Did your business receive a letter from the California Attorney General’s office about your loyalty program? You are not alone. The California AG celebrated Data Privacy Day last month by announcing that his office had conducted an “investigative sweep” of business operating loyalty programs in California. His office then sent out notices of non-compliance to several loyalty program operators.

In general, loyalty programs give customers who enroll incentives, rewards or discounts. The business then tracks the products purchased or the dollars spent by each program member. The California Consumer Protection Act (CCPA) requires that programs that provide “financial incentives” (i.e., promotions, discounts, and deals in exchange for personal information) must provide a notice of financial incentive. More about CCPA requirements and applicability can be found here.

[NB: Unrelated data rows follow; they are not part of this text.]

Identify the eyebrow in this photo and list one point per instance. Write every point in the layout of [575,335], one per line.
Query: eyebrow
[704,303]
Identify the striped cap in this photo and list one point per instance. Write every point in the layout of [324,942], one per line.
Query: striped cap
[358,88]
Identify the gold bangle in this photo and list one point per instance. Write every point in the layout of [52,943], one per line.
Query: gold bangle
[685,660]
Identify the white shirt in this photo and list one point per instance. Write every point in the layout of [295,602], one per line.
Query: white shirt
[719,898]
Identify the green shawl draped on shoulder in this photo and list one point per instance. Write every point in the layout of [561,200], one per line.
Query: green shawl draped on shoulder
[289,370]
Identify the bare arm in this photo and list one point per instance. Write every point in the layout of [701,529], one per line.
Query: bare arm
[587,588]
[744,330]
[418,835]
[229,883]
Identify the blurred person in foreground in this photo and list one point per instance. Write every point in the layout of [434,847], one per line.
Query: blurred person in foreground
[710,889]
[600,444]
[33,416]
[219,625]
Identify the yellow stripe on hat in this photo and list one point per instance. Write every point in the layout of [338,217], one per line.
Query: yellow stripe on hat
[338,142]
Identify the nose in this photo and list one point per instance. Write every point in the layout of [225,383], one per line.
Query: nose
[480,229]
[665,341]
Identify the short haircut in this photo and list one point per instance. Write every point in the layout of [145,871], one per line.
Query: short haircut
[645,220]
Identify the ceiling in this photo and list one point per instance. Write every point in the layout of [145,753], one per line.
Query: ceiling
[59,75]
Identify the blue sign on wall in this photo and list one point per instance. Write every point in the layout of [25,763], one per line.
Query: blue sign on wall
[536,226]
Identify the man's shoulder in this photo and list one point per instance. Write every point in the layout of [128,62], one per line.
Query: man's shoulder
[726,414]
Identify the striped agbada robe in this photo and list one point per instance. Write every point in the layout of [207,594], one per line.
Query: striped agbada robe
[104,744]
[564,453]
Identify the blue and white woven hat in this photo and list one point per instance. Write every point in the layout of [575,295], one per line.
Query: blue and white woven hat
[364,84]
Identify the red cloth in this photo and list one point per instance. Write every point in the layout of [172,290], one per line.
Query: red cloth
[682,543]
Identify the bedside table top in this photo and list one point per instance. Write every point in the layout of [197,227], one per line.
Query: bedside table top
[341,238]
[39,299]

The AG non-compliance notices, however, seem to focus more on the CCPA notice requirement. According to the Data Privacy Day press release, the California Attorney General intends to take action against businesses that fail to clearly inform consumers about how the business will use their data: “I urge all businesses in California to take note and be transparent about how you’re using your customer’s data. My office continues to fight to protect consumer privacy, and we will enforce the law.”

Putting it into Practice: This news shows that the California AG is going to be focusing on loyalty programs, and companies would be well served to review their disclosures and practices against the CCPA requirements.